Conto

O que será que se passa na cabeça de um sujeito nessas condições?


André Sant'Anna

Meu nome é Temístocles Jumonji. Eu nasci na localidade de Santos, nos idos de 1966. Mais ou menos. Mas fixei residência aqui em São Paulo há praticamente três décadas. Eu não gosto de negros. A minha mãe é negra e eu sou quase negro, e meu irmão, que cai em pé e corre deitado, é mais pro japonês igual ao meu pai. Por isso é que o meu irmão comeu a Madonna quando ele foi modelo na capa do disco dela. O nome do meu irmão é Aristóteles Jumonji e eu tenho um outro irmão, que eu só conheci depois de grande. Ele tem outra mãe diferente. É o Demóstenes, que eu não sei se ele pegou o sobrenome Jumonji do meu pai também. Eu só o conheci depois. Minha mãe morreu. Eu não sei se eu gosto dela, disso dela ser negra e eu ser quase negro e o Ari ser japonês, todo bonitinho. Japonesinho. Quando ele era pequenininho, as meninas do teatro ficavam com ele no colo, alisando ele. Eu sou recalcado. Lá lá lão, recalcado anda de caminhão. Lá lá lóvel, recalcado anda de automóvel. Lá lá leite, recalcado anda de skate. Eu sou esquizofrênico. Sabe? Eu sou esquizofrênico. Como vai o seu avô? Estou com muitas saudades do seu avô. O Demóstenes não tem nada de negro. A mãe dele não era negra e o meu pai é japonês. A minha mãe era negra, era neguinha. Não gosto de neguinha. Isso é uma das razões de eu ser esquizofrênico, louco, uma loucura mais parecida com a do George Harrison.

O Ari, o meu irmão, o Aristóteles, foi campeão mundial de skate e apareceu na revista junto com o Tony Alva, os dois do mesmo nível, o Ari e o Tony Alva.

Quando eu morava em Ubatuba, naquele barraco que a minha mãe neguinha morava, eu e o Ari tínhamos um monte de pôsteres do Tony Alva na parede e figuras adesivas fosforescentes autocolantes do Tony Alva coladas no skate da gente. Agora o Ari apareceu na revista de skate junto com o Tony Alva, os dois abraçados. Os dois do mesmo nível. Na revista americana. Nos Estados Unidos. E eu aqui, nessa loucura do George Harrison, sem nada. Eu não tenho nada. O Ari lá no pôster da revista com o Tony Alva e eu não tenho nada. O Ari já tem 40 anos. Ele não é mais um japonesinho. Ele cresceu, é musculoso, é modelo de foto de moda pra skatista. O Ari foi campeão mundial de skate. Eu tenho uns 45.

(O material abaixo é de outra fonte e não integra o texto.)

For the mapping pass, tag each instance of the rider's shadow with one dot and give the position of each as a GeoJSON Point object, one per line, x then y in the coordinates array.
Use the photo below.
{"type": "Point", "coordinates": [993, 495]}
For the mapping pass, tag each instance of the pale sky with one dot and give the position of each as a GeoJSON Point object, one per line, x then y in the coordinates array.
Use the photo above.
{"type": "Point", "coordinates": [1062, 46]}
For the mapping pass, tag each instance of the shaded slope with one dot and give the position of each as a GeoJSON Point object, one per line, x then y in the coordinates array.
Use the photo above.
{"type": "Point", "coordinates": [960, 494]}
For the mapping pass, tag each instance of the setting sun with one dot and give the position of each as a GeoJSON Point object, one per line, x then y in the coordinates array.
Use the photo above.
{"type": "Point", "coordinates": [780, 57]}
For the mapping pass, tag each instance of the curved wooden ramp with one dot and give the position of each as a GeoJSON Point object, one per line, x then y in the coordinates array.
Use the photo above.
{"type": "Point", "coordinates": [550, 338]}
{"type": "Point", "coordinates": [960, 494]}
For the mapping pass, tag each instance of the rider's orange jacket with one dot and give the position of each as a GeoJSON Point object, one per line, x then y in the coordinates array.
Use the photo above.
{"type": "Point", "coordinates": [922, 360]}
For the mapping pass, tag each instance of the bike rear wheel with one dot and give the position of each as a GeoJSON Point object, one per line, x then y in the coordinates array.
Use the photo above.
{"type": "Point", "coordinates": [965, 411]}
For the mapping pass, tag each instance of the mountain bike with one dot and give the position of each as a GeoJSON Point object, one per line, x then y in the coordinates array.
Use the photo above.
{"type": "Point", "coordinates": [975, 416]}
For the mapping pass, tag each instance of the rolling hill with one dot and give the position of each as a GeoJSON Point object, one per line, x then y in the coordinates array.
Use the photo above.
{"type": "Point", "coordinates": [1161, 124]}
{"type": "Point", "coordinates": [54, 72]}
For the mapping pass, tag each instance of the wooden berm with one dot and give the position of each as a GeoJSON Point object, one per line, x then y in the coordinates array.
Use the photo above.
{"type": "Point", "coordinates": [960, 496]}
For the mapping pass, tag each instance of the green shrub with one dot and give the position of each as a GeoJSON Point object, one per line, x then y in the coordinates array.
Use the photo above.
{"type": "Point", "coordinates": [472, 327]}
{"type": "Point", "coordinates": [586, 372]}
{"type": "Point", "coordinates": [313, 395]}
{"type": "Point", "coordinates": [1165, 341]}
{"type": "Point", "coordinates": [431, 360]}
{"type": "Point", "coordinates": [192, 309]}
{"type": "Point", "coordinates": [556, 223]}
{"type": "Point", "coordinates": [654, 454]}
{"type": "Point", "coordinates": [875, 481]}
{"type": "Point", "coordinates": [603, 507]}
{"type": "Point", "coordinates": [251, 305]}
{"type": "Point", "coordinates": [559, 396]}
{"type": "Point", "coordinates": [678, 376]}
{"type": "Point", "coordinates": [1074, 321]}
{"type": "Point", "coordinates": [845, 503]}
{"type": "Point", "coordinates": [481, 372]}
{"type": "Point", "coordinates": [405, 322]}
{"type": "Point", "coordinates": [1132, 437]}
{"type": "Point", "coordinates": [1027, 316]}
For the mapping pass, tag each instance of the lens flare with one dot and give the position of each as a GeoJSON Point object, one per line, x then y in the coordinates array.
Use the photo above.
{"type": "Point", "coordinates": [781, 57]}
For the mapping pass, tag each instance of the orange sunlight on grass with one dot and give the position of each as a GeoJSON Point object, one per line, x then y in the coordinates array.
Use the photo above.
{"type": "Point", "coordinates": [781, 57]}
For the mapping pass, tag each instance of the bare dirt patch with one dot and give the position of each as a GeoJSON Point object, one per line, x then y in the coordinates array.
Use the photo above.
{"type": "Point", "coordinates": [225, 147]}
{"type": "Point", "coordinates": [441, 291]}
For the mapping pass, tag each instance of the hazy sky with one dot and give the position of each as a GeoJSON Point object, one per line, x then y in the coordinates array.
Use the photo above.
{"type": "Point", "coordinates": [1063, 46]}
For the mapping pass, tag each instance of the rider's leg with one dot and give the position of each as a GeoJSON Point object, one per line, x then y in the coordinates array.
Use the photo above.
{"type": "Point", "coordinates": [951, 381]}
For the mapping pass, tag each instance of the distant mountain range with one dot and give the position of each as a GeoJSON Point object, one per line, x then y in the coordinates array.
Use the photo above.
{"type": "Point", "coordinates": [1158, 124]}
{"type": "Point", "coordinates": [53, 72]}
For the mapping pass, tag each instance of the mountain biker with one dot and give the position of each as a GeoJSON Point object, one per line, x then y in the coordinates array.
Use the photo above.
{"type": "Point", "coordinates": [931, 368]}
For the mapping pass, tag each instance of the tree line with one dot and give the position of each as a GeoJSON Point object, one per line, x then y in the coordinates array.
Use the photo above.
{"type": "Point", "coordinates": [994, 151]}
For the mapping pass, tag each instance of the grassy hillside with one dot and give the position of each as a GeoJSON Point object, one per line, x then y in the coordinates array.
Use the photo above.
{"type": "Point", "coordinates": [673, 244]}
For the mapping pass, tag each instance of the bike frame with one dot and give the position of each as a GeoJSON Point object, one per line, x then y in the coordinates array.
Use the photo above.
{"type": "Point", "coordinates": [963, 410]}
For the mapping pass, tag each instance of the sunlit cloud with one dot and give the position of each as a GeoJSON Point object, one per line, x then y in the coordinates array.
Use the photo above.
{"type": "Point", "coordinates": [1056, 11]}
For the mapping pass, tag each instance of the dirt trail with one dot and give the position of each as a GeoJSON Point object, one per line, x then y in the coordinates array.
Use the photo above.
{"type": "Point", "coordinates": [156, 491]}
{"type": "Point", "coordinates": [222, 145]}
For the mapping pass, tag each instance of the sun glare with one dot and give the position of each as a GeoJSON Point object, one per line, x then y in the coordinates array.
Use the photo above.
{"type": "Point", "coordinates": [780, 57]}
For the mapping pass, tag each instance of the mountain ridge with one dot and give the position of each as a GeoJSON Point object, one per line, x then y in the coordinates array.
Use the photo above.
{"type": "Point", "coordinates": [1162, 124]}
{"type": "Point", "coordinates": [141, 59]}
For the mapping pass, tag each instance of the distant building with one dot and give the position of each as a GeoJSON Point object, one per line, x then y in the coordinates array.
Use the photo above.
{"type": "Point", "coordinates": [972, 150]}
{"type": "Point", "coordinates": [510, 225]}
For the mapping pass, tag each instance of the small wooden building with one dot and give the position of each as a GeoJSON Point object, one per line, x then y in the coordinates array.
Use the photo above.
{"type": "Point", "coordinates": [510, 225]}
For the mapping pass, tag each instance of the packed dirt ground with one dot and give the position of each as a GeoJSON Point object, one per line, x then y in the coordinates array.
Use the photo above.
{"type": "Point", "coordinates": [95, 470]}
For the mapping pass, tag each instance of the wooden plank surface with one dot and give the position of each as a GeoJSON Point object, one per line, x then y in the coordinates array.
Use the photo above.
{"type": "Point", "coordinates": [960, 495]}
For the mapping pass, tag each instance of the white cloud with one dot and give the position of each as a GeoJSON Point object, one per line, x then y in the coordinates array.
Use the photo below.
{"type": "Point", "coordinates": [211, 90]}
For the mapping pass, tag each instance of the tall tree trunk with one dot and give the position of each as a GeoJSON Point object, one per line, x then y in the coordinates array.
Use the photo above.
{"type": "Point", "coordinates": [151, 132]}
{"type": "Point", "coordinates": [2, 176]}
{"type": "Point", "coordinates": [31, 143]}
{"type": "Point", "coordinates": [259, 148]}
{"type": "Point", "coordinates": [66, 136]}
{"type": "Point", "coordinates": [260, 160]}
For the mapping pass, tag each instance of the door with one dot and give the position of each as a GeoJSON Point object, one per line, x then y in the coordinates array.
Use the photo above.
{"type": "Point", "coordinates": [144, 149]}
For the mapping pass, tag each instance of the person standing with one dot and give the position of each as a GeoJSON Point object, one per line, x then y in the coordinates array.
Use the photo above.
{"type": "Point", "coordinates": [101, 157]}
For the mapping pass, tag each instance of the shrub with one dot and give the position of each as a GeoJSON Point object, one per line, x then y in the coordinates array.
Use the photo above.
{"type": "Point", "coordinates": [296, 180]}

Eu já fui campeão brasileiro freestyle. Depois foi o Ari que começou a ganhar todos os campeonatos — rampa, freestyle, tudo. O Ari cresceu, sabe? Sua irmã também deve ter crescido. O Ari está preso em Los Angeles. Eu não tenho nada e ainda estou devendo uma pedra para o meu corpo. Ou então eu tenho que morrer e ir para o Japão. Ou então eu tenho que tomar um TaffMan E, porque eu estou ficando brocha com o remédio que tenho que tomar e, se paro de tomar o remédio, o meu pai me bota pra fora e eu tenho que trocar de emprego toda hora, dar aula de inglês, trabalhar na lavanderia, ser copiloto de helicóptero. Esta camisa que estou usando é feita especialmente para copilotos de helicópteros. Eu sou um copiloto de helicópteros. É melhor ser louco do que ser brocha. Se o meu pai me bota pra fora, eu não tomo mais remédio e sou acometido por surtos psicóticos e vou parar na clínica, hospital público cheio de mendigo. Depois, acabo aqui jogado e vou ficando cada vez mais mendigo e a minha perna esquerda está em péssimas condições e eu não consigo mais andar de skate, nem lutar kung-fu, nem dançar igual ao John Travolta e nem jogar basketball, e nem trabalhar no McDonald’s, com o cabelo verde debaixo da touca do McDonald’s e lavar o chão do McDonald’s, na Avenida Paulista, com o esfregão, dançando igualzinho ao Gene Kelly na poça de água com detergente, de um jeito que dava até para fazer um comercial do McDonald’s, porque eu ganhei todos os concursos de dança nas discotecas, em Ubatuba, nas Brincadeiras do TCC, em Taubaté, porque eu sempre dancei muito bem mesmo e eu andava de skate e eu lutava kung-fu. Eu sou do Bronx.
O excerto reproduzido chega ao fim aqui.